The key obligations in the new Market Abuse Regulation relate to the disclosure of inside information and disclosure of deals by persons discharging managerial responsibilities and closely associated persons. It will also introduce mandatory close period rules.

There is clearly some overlap of obligations with an AIM company's existing disclosure obligations under the AIM Rules for Companies. AIM Regulation has been considering this matter and, on 28 October 2015, it uploaded its latest "Inside AIM".

Whereas an AIM company's disclosure obligations under the AIM Rules for Companies are owed to AIM Regulation, its obligations under the Market Abuse Regulation will be owed to the Financial Conduct Authority (FCA), as the UK competent authority.

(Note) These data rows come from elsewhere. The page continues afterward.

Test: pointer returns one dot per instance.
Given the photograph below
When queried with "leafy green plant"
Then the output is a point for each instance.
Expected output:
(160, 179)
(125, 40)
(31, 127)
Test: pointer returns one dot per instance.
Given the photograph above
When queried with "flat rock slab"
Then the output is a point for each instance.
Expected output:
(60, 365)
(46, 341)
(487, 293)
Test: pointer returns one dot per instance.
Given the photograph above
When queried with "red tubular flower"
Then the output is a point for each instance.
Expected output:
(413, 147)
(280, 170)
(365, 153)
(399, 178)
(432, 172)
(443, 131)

AIM companies will therefore owe duties to two regulators in respect of their disclosure obligations.

AIM Regulation states in its latest "Inside AIM" update that it has been in close consultation with the FCA to minimise unnecessary duplication of obligations. As part of this consultation, AIM Regulation has considered whether it remains appropriate to retain the disclosure provisions contained within AIM Rule 11 (General Disclosure) following the implementation of the Market Abuse Regulation.

It notes that Rule 11 is important to the integrity of AIM and the maintenance of an orderly market. It also considers that the disclosure requirement in AIM Rule 11 (as currently drafted or with minor amendments) will continue to reinforce AIM Regulation's expectations of AIM companies to provide equality of information on a timely basis, allowing investors to make informed investment decisions. Accordingly, AIM Regulation concludes that a disclosure rule should be retained in the AIM Rules.

AIM Regulation is aware that retaining the AIM disclosure rules will mean that AIM companies will have obligations to both AIM Regulation and the FCA, but confirms that it will work closely with the FCA to minimise any duplication. In respect of any real time disclosure, it is currently envisaged that in the first instance AIM Regulation will continue to have discussions with nominated advisers and will co-ordinate with the FCA as necessary. However, whilst this approach may mitigate the need to engage with two regulators at the same time, only the FCA will be able to opine on Market Abuse Regulation compliance and it will retain the right to engage directly with an AIM company if necessary.

It is worth noting that an AIM company is already subject to a wider regulatory framework than merely the AIM Rules and that the FCA already has a remit to investigate the activities of an AIM company, including where disclosures or statements made by the company may be false or misleading which (intentionally or recklessly) induce investors to trade or refrain from trading in the company's securities. It is also the competent authority in respect of compliance with the relevant aspects of the FCA's Disclosure and Transparency Rules which apply to UK companies on AIM (i.e. vote holder and issuer notification rules under DTR 5). The FCA also has both civil and criminal powers to identify and prevent market abuse under the current regime.

AIM Regulation has stated that it will undertake a market consultation if it believes that changes to the AIM Rules are required. It also welcomes further feedback from market participants which should be addressed to aimregulation@lseg.com.

From a practical perspective, ahead of the implementation of the Market Abuse Regulation on 3 July 2016, certain documentation for the AIM admission process will need to be updated, such as memoranda on directors' obligations and share dealing codes. Nominated advisers should make themselves aware of these new rules in good time before they come into force.

The content of this article is intended to provide a general guide to the subject matter. Specialist advice should be sought about your specific circumstances.